De même, les contraintes du droit commun qui s'impose à toutes les communes ne sont pas non plus ignorées en matière de police : la police municipale est donc exercée par le maire de Paris, mais sous réserve d'un pouvoir de substitution au profit du représentant de l'État. À Paris, ce pouvoir de substitution serait naturellement attribué au préfet de police.

Il convient de souligner que la présente proposition de loi, en transférant au maire certains des pouvoirs de décision du préfet de police et en lui donnant autorité sur les agents de surveillance de la ville de Paris, n'opérerait pour autant aucun transfert de charges, puisque ces agents, bien que placés aujourd'hui sous l'autorité du préfet de police, relèvent déjà du budget municipal. Il s'agit d'étendre les pouvoirs de décision du maire afin de pouvoir utiliser différemment et mieux les moyens existants, et non pas de créer une charge nouvelle.

Tel est l'objet de la présente proposition de loi, qui entend mettre fin à un statut dérogatoire, incompréhensible et profondément anachronique.

PROPOSITION DE LOI

Article 1er

Le code général des collectivités territoriales est ainsi modifié :

1° L'article L. 2512-13 est ainsi rédigé :

« Art. L. 2512-13. - Dans la commune de Paris, le maire de Paris exerce les pouvoirs de police qui sont conférés au maire aux chapitres II et III du titre Ier du livre II de la présente partie, dans les conditions fixées aux articles L. 2214-3 et L. 2214-4.
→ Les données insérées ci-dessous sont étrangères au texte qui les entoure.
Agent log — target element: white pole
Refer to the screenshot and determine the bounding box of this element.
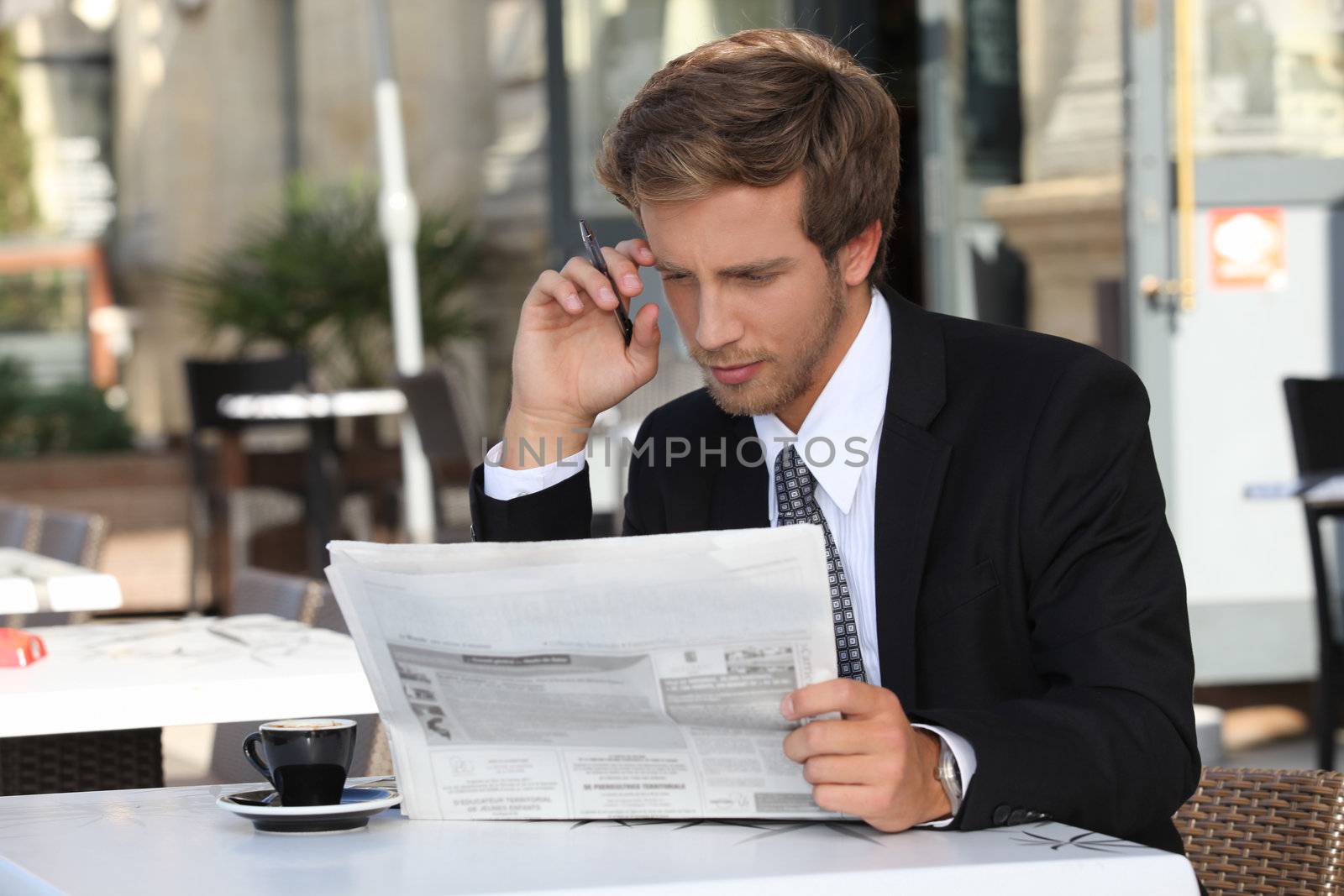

« Les services correspondant aux missions de la police municipale en matière de salubrité sur la voie publique, de bruits de voisinage ainsi que de maintien du bon ordre dans les foires et les marchés demeurent mis à la disposition de la mairie de Paris par l'État.

« Le pouvoir de substitution conféré au représentant de l'État dans le département est exercé, à Paris, par le préfet de police. » ;

2° L'article L.2512-14 est ainsi modifié :

a) Le premier alinéa est ainsi rédigé :

« Dans la commune de Paris, le préfet de police exerce les pouvoirs de police qui sont conférés au représentant de l'État dans les communes où la police est étatisée en application des articles L. 2214-1 à L. 2214-4. » ;

b) Au début du deuxième alinéa, les mots : « Pour les motifs d'ordre public ou liés à la sécurité des personnes et des biens ou » sont supprimés ;

c) Les troisième et quatrième alinéas sont ainsi rédigés :

« Pour l'application du présent article, le contrôle administratif et le pouvoir de substitution sont exercés, au nom de l'État, par le préfet de police.

« En outre, les pouvoirs conférés par le code de la route au représentant de l'État dans le département sont exercés à Paris par le préfet de police. »

d) Les cinquième et avant-dernier alinéas sont supprimés ;

e) Après le mot : « nationale », la fin du dernier alinéa est supprimée.

Article 2

Le code de la sécurité intérieure est ainsi modifié :

1° À la première phrase de l'article L. 131-1, les mots : « à Paris des dispositions de l'article L. 2512-13 du même code et » sont supprimés ;

2° L'article L. 131-1 est complété par une phrase ainsi rédigée : « À Paris, il s'exerce dans les conditions définies à la sous-section 1 de la section 2 du chapitre II du titre Ier du livre V de la deuxième partie du même code. » ;

3° L'article L. 131-2 est abrogé ;

4° Au premier alinéa de l'article L. 532-1, les mots : « sous l'autorité du préfet de police » sont remplacés par les mots : « sous l'autorité du maire de Paris ».